Saya mengingat guyonan Pidi Baiq saat itu untuk menggambarkan sisi lain dari Bandung.
Jadi, waktu itu ayah (panggilan Pidi Baiq) lagi bawa mobil. Orang-orang Bandung di jalan kemudian menyetopnya karena plat B yang tertera di mobil tersebut. Mereka menduga ia bagian dari The Jak. Ayah menjawab: “B kan Bandung, Persib aja belakangnya ‘B’, masa iya, Persid gitu?”
Pidi Baiq bercerita tentang Bandung tahun 2013, setelah kisruh antara dua klub sepak bola antara Jakarta dan Bandung. Jalanan sangat seram, bahkan untuk warga Bandung sendiri. Pemerintah pun, tentu saja, ikutan membabat.
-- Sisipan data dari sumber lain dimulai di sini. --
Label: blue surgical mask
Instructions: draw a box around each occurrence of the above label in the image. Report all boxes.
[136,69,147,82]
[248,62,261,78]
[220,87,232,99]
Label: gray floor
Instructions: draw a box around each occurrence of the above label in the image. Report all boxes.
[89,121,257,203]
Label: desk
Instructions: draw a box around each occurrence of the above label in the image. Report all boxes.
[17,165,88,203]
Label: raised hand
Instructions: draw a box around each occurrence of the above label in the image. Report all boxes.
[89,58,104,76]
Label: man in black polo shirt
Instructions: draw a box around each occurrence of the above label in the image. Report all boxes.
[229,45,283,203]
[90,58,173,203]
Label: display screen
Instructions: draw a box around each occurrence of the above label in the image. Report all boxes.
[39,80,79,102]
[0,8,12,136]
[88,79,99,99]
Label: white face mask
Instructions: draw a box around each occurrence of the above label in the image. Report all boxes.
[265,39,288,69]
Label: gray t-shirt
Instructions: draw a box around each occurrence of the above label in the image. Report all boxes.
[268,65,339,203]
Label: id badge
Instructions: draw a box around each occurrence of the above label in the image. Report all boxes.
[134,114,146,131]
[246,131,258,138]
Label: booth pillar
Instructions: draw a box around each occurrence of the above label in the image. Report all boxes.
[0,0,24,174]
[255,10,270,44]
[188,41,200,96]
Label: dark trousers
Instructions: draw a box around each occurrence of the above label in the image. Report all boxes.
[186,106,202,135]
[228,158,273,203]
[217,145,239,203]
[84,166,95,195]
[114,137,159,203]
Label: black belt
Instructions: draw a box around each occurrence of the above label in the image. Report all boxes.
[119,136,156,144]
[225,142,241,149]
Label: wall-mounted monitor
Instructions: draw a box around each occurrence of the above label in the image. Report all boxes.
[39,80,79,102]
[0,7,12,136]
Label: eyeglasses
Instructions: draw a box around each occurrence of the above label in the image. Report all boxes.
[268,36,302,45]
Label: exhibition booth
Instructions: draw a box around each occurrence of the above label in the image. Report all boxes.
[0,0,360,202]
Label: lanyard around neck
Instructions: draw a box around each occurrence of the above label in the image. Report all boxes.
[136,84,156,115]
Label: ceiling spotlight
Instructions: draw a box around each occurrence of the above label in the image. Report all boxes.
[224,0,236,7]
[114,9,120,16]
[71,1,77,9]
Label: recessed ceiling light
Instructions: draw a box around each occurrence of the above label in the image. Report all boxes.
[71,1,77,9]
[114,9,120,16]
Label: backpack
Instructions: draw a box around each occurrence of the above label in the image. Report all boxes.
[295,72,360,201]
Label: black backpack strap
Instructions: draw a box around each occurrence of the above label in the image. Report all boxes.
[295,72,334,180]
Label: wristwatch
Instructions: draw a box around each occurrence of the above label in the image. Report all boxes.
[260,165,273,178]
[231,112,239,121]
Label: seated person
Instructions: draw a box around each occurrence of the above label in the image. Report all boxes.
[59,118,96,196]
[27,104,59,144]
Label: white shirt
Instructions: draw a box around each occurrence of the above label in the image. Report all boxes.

Tak lama kemudian, Bandung juga mengalami perasaan takut yang serupa. Kali ini gara-gara geng motor. Pemerintah Kota bertindak lebih keras kali ini: memberlakukan jam malam.
Saya sempat merasa pusing untuk nonbar saat itu karena semua venue menuruti anjuran untuk tutup setelah jam tengah malam. Atau terkekeh saat Sober, Maja, dan tempat dugem ditutup setelah lewat tengah malam sehingga gadis-gadis cantik harus pulang seperti Cinderella. Bahkan, Indomaret dan Alfamart tutup pada tengah malam.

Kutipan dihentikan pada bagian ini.